L’Epifania tutte le feste porta via
The more prosaic meaning of the Epifania is the end of the one-month-long holiday season. In Italy the holiday season starts with the Immacolata Concezione (December 8), continues with la vigilia di Natale (December 24), Natale, S. Stefano (December 26), and Capodanno (January 1), and finishes with the Epifania. L’Epifania tutte le feste porta via (Epiphany brings away all the holidays), as they say. It’s the most bittersweet day for kids: they get treats, but school resumes the next day. As for treats: according to the tradition, kids who behaved well get candies and chocolate; kids who misbehaved get coal. It turns out that the coal is made of sugar, however, so it’s still good, although not the best indulgence for still-very-soft teeth. Anyhow, kids hang their stockings the night before, and the nice, witch-like lady brings them treats overnight.
Origins and (local) traditions
The Befana (meaning the old-lady package of customs) was originally celebrated in a few Italian regions only, but it’s now a nationwide tradition. In some regions, treats are actually brought by i Re Magi, including Sardinia, for instance, where many traditions from the Spanish domination still persist. Pretty much everywhere, hanging stocking is the most popular way to welcome the Befana. In Roma, people traditionally go to Piazza Navona, where the most popular Christmas market takes place. Enjoying the last remnants of festive vibes surrounded by Bernini’s and Borromini’s fountains and statues, after all, fa felici grandi e piccini(makes grown-ups and kids equally happy).

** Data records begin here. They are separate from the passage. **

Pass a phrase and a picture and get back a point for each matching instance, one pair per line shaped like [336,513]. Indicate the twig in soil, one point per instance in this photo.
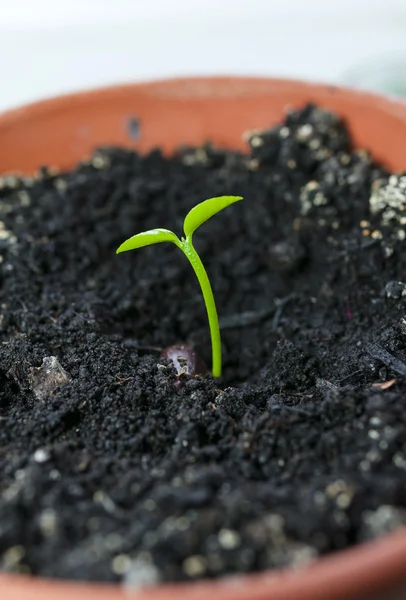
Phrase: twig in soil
[387,358]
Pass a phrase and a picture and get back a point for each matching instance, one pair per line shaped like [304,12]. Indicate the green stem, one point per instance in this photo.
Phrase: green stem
[207,292]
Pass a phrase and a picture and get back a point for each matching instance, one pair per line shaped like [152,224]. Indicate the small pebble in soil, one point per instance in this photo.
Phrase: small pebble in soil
[185,360]
[46,378]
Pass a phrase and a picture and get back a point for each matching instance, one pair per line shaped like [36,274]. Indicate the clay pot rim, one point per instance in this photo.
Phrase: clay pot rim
[250,85]
[366,567]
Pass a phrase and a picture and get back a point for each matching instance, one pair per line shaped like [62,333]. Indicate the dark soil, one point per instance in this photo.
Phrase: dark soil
[112,467]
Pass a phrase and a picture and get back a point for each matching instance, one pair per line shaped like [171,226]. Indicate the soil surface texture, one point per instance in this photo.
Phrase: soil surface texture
[112,466]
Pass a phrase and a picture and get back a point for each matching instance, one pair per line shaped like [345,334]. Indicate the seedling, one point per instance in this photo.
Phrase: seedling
[198,215]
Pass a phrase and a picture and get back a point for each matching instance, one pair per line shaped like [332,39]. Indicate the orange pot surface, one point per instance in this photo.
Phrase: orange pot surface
[62,131]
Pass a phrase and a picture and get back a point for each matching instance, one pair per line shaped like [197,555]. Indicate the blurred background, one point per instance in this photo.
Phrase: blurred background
[49,47]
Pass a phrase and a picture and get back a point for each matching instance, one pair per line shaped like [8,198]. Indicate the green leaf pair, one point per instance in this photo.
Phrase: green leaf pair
[196,217]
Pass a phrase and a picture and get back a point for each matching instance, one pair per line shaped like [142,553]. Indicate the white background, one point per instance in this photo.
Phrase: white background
[52,46]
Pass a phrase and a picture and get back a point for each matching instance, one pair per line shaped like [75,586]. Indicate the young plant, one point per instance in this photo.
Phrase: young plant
[198,215]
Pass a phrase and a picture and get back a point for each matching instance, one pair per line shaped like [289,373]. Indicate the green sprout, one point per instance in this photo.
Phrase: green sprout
[198,215]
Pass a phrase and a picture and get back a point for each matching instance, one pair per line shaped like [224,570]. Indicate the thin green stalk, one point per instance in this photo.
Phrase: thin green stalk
[201,274]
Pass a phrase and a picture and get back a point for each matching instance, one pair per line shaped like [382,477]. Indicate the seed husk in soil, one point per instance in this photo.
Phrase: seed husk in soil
[116,467]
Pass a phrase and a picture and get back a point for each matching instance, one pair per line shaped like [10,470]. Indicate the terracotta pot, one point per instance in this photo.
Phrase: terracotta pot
[62,131]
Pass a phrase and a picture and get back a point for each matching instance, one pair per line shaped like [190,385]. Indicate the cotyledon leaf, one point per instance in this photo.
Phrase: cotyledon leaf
[206,209]
[153,236]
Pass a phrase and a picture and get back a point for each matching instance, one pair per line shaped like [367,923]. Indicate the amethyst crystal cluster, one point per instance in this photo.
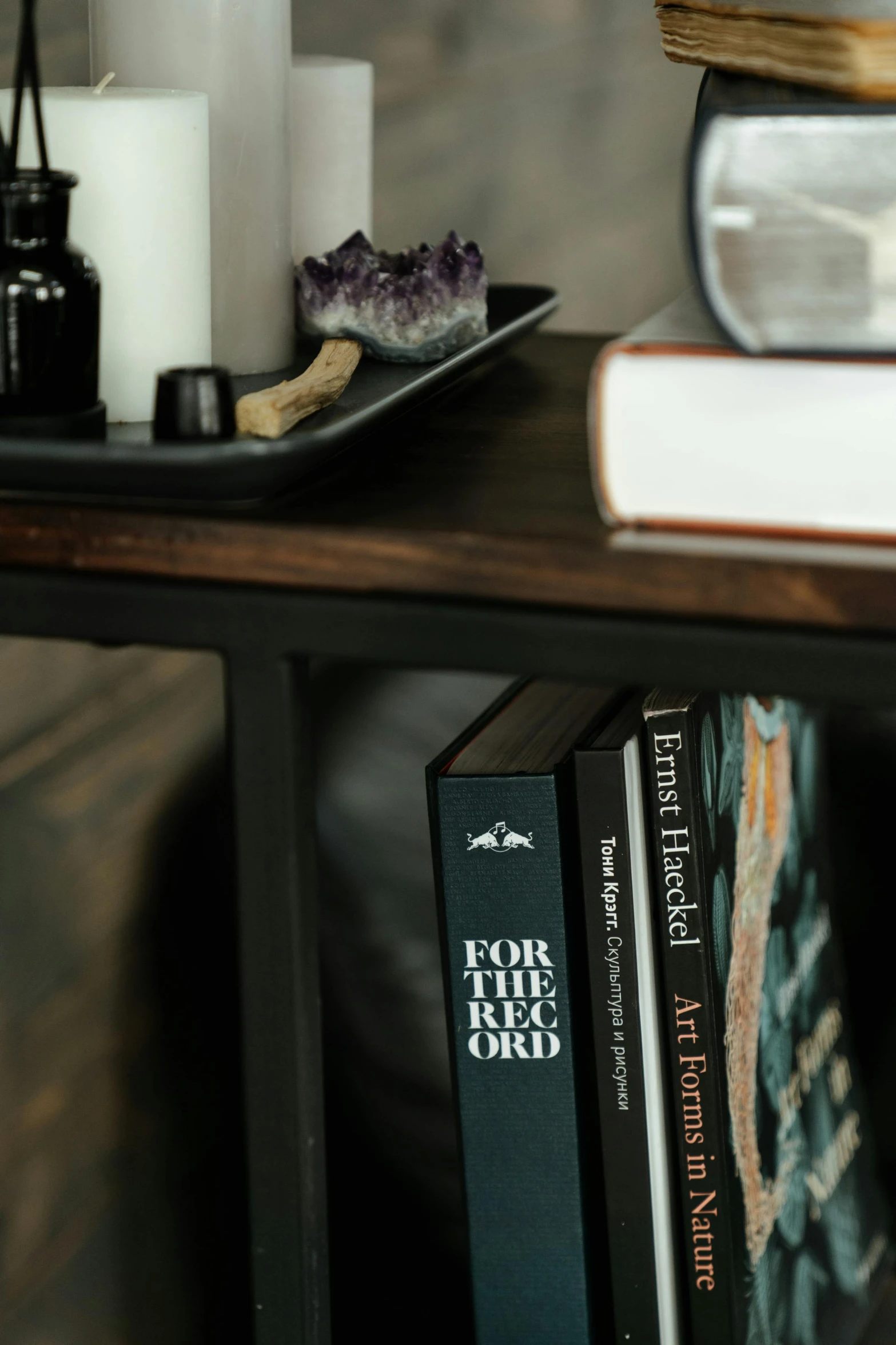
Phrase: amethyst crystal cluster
[410,307]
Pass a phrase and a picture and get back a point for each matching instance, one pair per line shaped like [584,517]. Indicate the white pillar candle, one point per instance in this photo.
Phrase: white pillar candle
[141,213]
[240,53]
[332,152]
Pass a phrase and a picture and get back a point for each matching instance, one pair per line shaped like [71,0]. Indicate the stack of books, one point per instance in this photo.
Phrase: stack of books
[663,1130]
[766,399]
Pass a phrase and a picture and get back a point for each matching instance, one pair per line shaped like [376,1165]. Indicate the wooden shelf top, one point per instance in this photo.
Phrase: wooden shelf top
[485,495]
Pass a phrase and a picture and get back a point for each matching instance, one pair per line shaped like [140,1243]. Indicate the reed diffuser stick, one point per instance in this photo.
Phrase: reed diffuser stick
[27,73]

Other local traditions include the Regata in Venice, a rowing regatta race in which athletes, dressed as old witches, row their way through the Venetian canals and whose finish line consists of a huge sock hanging down from ponte di Rialto; the Raduno Nazionale delle Befane e dei Befani—a gathering of people dressed as Befana/o, with a series of awards, the most prestigious being Miss Befana—which takes place close to Parma. Napoli hosts a parade along the seafront and in piazza Plebiscito—one the most beautiful and central locations in the city—a special Befana (a firefighter disguised as such) comes down from the sky to give away treats.
And—of course!—there’s food involved: the fugassa d’la Befan, a focaccia filled with raisins and candied fruits; the cavallucci and befanini, sugar- or sprinkles-coated cookies made in Tuscany; the pastiera campana(from Campania), which is also an Easter tradition—after all, who are we to say no to a pastiera at any given day?; the pepatelli, cookies made with honey, almonds, orange peels, and a pinch of pepper, typical of Southern Italy.
La Befana vien di notte…
From all the above, you can easily tell why the Befana is a very beloved tradition. If coming to Italy to celebrate it is not an option, you can watch a movie! A good choice might be La Befana vien di note, for instance, by Paola Cortellesi, a 2018 movie in which an elementary teacher is, in fact, the real Befana. La Befana vien di notte con le scarpe tutte rotte … is also the first line of a famous nursery rhyme every Italian kid is familiar with. Search for it on the Internet, and maybe try to sing it—any practice opportunity is good practice!